First off, polls showed that the wave that washed the congressional Democrats into power was due in large part to the war in Iraq. In response, Democrats will be holding week after week of hearings on the war.
Democrats also been mulling over legislation that would actually have some teeth — from threats to cut funding for more troops to an idea that Massachusetts Sen. Edward Kennedy proposed Tuesday: forcing a congressional vote any time the president wants to increase the number of troops.
That’s easier said than done, however. So in the meantime, the newly emboldened Dems are eager to get Republicans on the record on Iraq, not just to have the upper hand now — but for the next election as well.
For instance, Senate Majority Leader Harry Reid indicated he’s going to bring a non-binding resolution to the floor next week that says the Senate disagrees with sending more troops to Iraq. If it’s non-binding, what’s the point?
“If there is a bipartisan resolution saying, ‘We don’t support this escalation of the war,’ then the president’s going to have to take note of that,” Reid told reporters.

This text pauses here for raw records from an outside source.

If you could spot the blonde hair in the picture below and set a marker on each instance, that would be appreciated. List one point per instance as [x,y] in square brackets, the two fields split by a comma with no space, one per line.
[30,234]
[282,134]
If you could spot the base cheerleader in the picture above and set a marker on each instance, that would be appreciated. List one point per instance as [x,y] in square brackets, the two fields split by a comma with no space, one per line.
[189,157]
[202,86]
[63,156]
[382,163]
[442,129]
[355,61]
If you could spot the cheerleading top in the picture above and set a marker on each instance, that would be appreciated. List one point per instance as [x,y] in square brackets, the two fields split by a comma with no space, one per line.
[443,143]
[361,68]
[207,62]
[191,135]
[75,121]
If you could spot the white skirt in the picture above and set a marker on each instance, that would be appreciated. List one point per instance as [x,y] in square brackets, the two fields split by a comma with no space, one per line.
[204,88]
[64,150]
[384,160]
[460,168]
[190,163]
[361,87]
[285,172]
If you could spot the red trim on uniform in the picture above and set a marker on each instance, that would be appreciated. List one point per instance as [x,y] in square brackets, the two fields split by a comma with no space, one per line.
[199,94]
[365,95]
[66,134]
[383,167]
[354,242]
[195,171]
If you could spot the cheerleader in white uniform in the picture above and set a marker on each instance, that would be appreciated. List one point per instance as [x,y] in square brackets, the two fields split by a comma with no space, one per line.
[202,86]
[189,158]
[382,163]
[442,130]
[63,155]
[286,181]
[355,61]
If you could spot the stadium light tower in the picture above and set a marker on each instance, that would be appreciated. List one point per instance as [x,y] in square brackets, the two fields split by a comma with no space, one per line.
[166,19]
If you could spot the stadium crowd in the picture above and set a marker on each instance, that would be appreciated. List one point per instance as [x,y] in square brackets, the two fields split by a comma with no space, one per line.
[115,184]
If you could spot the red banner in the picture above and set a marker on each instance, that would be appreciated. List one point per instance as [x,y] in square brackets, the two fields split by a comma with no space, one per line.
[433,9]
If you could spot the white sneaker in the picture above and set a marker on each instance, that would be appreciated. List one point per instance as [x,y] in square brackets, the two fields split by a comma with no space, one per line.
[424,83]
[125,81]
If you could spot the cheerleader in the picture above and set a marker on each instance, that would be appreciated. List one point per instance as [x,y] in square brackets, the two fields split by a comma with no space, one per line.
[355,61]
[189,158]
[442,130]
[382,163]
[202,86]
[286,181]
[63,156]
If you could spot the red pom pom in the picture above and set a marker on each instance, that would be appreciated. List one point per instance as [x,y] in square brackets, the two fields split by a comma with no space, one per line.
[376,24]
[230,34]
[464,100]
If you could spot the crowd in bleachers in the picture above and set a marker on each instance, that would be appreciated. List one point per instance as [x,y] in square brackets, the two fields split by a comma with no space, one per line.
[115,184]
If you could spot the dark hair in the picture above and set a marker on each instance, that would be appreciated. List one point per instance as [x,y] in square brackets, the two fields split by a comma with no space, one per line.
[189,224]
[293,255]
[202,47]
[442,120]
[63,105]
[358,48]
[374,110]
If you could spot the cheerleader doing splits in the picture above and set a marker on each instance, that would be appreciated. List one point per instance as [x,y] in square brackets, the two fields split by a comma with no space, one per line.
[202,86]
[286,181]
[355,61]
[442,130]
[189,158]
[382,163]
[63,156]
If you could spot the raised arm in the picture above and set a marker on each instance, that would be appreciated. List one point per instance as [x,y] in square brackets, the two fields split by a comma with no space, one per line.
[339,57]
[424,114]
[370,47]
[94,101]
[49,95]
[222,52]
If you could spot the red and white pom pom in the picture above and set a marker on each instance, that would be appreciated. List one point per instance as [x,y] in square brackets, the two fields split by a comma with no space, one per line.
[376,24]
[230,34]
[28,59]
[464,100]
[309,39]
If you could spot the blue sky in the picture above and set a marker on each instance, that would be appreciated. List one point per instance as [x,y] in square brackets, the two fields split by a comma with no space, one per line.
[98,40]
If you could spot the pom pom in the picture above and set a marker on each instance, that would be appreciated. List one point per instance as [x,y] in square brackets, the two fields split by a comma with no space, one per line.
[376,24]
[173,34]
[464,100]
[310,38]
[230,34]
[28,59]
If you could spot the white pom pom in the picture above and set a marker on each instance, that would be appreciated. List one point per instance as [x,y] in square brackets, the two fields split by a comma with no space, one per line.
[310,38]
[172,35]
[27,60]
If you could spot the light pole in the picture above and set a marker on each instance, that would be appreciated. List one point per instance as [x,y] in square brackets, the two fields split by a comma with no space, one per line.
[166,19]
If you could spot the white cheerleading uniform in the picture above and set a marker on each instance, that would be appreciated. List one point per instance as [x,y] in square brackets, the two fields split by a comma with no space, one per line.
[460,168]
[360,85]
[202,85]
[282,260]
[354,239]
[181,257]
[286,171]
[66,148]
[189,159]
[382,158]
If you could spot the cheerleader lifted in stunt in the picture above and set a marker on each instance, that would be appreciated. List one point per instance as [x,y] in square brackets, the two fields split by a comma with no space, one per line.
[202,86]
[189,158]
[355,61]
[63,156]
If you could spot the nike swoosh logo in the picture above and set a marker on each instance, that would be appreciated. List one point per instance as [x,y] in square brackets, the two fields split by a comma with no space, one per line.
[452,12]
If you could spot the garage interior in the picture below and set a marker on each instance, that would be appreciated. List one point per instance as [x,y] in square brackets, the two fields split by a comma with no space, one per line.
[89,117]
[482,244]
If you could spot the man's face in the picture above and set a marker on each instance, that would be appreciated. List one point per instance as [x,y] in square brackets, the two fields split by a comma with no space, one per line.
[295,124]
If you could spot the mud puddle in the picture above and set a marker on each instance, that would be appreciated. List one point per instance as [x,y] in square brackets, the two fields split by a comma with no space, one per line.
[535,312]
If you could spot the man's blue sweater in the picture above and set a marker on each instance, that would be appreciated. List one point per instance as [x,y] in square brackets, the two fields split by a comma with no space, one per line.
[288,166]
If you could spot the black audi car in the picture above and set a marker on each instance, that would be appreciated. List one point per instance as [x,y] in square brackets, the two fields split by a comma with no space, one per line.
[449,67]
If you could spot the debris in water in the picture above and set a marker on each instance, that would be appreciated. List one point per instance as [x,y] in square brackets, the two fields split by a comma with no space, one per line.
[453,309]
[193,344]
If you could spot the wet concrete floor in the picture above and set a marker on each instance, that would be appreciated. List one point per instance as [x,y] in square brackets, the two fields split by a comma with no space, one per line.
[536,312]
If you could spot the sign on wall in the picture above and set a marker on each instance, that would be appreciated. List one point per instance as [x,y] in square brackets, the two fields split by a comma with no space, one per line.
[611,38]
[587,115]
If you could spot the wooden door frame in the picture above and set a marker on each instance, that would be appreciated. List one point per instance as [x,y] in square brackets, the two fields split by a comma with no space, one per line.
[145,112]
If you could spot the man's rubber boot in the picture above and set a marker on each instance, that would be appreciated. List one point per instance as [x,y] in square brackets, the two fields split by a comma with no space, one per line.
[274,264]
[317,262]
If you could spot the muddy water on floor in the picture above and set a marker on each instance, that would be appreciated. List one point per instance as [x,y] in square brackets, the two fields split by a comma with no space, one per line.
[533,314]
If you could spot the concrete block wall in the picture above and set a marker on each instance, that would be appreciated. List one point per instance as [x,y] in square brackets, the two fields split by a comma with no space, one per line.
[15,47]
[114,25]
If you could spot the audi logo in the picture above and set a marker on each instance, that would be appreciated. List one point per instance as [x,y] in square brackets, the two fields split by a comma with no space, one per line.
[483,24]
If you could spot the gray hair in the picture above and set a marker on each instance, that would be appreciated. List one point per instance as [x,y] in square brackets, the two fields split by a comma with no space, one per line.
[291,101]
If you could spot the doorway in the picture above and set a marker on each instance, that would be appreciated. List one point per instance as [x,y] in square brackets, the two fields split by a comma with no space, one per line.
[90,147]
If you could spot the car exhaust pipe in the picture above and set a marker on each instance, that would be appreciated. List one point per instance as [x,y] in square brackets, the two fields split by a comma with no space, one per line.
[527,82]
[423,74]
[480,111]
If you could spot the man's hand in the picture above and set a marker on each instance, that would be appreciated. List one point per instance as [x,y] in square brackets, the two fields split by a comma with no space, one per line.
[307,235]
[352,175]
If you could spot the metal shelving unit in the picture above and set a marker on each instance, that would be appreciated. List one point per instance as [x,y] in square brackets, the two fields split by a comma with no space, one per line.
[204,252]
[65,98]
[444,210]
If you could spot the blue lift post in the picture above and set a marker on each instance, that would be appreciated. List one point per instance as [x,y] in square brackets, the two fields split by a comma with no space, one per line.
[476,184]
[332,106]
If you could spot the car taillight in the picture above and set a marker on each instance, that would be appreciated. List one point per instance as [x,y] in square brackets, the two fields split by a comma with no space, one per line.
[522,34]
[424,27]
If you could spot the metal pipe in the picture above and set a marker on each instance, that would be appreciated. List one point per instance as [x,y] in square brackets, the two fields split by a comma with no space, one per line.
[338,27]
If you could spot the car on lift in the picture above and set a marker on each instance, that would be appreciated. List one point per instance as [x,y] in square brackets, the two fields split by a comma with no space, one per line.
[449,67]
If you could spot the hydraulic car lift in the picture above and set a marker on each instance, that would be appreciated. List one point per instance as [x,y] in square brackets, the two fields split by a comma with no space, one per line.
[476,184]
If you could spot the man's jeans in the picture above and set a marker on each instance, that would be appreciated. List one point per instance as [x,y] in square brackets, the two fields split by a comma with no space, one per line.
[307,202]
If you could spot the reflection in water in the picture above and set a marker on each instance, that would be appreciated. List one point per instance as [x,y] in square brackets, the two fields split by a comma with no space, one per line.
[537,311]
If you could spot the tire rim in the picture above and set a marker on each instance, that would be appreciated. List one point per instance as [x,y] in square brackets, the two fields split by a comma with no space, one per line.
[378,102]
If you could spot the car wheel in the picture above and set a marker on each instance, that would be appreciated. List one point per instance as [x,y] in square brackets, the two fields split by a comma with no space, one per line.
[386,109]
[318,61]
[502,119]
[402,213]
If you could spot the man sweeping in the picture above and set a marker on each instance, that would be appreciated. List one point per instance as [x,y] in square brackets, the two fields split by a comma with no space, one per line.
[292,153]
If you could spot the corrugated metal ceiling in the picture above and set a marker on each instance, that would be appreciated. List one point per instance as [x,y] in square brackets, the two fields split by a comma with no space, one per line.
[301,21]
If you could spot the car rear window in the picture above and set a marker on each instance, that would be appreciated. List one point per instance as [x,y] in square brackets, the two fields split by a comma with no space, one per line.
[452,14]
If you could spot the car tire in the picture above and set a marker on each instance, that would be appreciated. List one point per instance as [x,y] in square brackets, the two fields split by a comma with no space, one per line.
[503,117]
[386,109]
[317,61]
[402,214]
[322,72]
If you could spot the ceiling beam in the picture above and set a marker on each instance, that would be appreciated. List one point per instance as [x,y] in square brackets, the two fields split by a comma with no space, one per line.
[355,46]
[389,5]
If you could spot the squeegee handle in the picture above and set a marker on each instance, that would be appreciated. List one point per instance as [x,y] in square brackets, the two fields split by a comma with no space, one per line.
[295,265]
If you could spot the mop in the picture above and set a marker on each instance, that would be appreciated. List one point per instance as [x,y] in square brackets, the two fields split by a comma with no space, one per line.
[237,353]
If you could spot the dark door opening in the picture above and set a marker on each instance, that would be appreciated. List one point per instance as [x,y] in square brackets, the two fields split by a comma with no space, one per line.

That’s one reason. But it will also put the 21 Republican senators who are up for re-election in 2008 on the spot, giving those who vote against it an opening for their opponents next year.
In fact, four of those senators are on the record already saying they’re not fans of the troop increase: Sens. Norm Coleman, R-Minn.; Susan Collins, R-Maine; Gordon Smith, R-Ore.; and John Warner, R-Va.
The ripple effect of the president’s proposal is also evident in the nascent 2008 presidential race, with the liberal group MoveOn.org going as far as running a TV ad in Iowa and New Hampshire next week against yet-to-announce candidate Sen. John McCain, R-Ariz…Meanwhile, the Democratic candidates and candidates-to-be have been trying to out-sound bite each other with criticism of the Bush plan.
Former Sen. John Edwards has even gone so far to label the president’s plan “the McCain Doctrine” — a dig at the presumed Republican front-runner.
So I’m left to believe that, for too many politicians, even during war, it’s just “politics as usual.” The President may have a new plan, but the Democrats are still reading from their Election-winning script–move the goalposts and carp at every move and look for any partisan political edge they can get–and some nervous Republicans are running for political cover instead of supporting the President.
Again, I say this because I have yet to see a clear, realistic, alternative plan from the naysayers. The President went out of his way to listen to “all sides,” and still it’s not enough. But now we have the final surge and the President is staking his legacy on its success. This is a last chance for Maliki and the Iraqi’s to put up or shut up. If they fail then Iraq will be a weakened, near-failed state ripe for exploitation by radical jihadists. Failure in Iraq will endanger our own security, whether people want to put their head in the sand and ignore it or not. Hyperbole? No. The situation has happened before. Remember Afghanistan?